(1)何か、何か日本が「うわついて」(unsettled japan)いる印象を持つ「日」になった。「ひとつ」は、衆院選に合わせて実施される最高裁裁判官の国民審査で裁判官の氏名を印刷した投票用紙を投票日までに各国に送付できない理由で在外邦人が投票できないことが違憲か争われた裁判で、最高裁は憲法15条(公務員の選定、ひ免を保障)に違反すると初の違憲判断を示した。
(2)在外邦人も衆院選と同じく投票する国民審査で国民審査だけは投票できない国民の権利の不釣り合いがあってはならずに、衆院選挙は国政運営で結果が遅れる不利益は回避すべき理由はあっても、最高裁裁判官の審査は少々後になっても国政ほどに不利益はなく、投票用紙の送付が間に合わないは理由にならない。
こんなことが今頃争われて、最高裁で違憲の判決が今更でること自体理解できない国民固有の権利保障の問題だ。真面目にニュースのトップを飾るほどのインパクトはない。

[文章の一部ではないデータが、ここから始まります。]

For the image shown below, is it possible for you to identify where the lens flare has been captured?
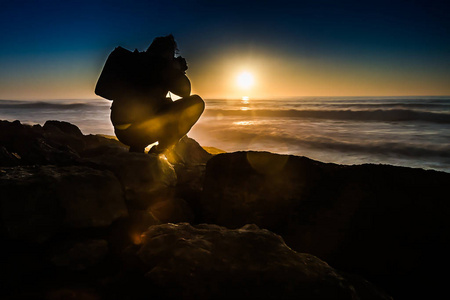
[237,72,255,89]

(3)「次」が大阪地裁で森友決裁文書改ざんに関与して自決した職員の妻が当時の佐川理財局長に損害賠償を求めた訴訟で、佐川氏本人の尋問の申請を「採用しなくても判断は可能で、不必要」(判決要旨)として他の4人の財務省幹部ともども全員の証人尋問が認められなかった。
(4)海外に比較して長いといわれる日本の裁判事情に司法は裁判の迅速化を目指しており、そうした一環とも受け取られるが森友問題は当時首相として妻の関与が疑われて安倍元首相が国会で121回に及ぶ虚偽答弁をしたことがわかっており、佐川氏も国会で証言を拒否して「具体的な指示内容はわかっていない」状況で、指示を受けて改ざんに関与して自決したとみられる元財務省職員の妻からの損害賠償では「具体的な指示内容」の解明が争点でもあり、しかし大阪地裁は本件訴訟で関係者はすべて無罪の判決を受けており今回訴訟では「(尋問は)不必要」との判断をした。

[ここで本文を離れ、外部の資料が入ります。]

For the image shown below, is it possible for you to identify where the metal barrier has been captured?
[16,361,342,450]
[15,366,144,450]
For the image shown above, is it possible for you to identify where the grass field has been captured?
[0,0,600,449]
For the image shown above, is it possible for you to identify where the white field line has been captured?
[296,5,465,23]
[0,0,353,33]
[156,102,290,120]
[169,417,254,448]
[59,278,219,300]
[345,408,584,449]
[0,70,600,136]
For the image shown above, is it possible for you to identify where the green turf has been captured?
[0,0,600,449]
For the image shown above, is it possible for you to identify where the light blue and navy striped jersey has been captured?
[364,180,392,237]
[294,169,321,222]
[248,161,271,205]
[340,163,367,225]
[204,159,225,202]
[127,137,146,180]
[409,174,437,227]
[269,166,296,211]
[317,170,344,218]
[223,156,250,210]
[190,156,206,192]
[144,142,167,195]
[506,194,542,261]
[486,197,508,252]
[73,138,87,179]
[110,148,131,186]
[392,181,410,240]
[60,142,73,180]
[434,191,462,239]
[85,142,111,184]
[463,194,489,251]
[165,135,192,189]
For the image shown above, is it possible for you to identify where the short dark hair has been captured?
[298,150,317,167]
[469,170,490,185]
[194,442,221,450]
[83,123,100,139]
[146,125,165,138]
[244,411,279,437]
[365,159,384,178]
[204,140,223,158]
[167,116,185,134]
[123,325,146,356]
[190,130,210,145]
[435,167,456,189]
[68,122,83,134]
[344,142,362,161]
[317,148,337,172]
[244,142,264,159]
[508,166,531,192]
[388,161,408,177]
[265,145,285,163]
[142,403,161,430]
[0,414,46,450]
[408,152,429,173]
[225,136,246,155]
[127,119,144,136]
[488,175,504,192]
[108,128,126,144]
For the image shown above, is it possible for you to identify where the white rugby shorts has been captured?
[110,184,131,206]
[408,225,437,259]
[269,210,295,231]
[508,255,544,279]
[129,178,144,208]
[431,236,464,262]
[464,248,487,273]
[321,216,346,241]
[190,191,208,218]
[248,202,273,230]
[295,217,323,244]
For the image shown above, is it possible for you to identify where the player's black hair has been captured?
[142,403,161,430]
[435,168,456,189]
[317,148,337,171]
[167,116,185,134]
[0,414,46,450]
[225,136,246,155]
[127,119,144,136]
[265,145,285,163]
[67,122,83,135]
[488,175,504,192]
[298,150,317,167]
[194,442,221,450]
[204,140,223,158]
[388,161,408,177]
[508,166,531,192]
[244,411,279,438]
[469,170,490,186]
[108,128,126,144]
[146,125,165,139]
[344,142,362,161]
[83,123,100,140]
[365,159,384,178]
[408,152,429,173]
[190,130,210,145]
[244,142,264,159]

(5)安倍元首相の国会での虚偽答弁に佐川氏の証言拒否で何もわからない中での尋問不必要の決定だ。冒頭「ひとつ」めの問題(最高裁裁判官の国民審査)につながるが、近年の裁判の判断、判決が政府に配慮した判決が多くみられてあってはならない権威主義におもねる司法、裁判官の姿勢が問題だ。

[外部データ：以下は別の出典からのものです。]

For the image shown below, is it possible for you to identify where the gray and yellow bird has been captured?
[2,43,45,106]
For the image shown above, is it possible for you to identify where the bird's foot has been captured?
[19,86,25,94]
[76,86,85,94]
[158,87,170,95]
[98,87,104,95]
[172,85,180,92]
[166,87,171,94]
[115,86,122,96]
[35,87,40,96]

(6)最後はうわついた「きわめつき」で、沖縄の玉城知事が県庁での基地問題の有識者会議で何を思ったかいきなり「ゼレンスキーです」(報道)と発言して、すぐに「冗談です」と打ち消した問題だ。
公務会議の中で露の不条理な攻撃にさらされているウクライナのゼレンスキー大統領の窮地をかえりみずに意味、理由不明の会議冒頭の「ゼレンスキーです」発言は、沖縄とウクライナの置かれている同じ立場を強調したかったようだが、本人がいうように「冗談」ではすまずに日本の「うわつき」を象徴する結果だけになった。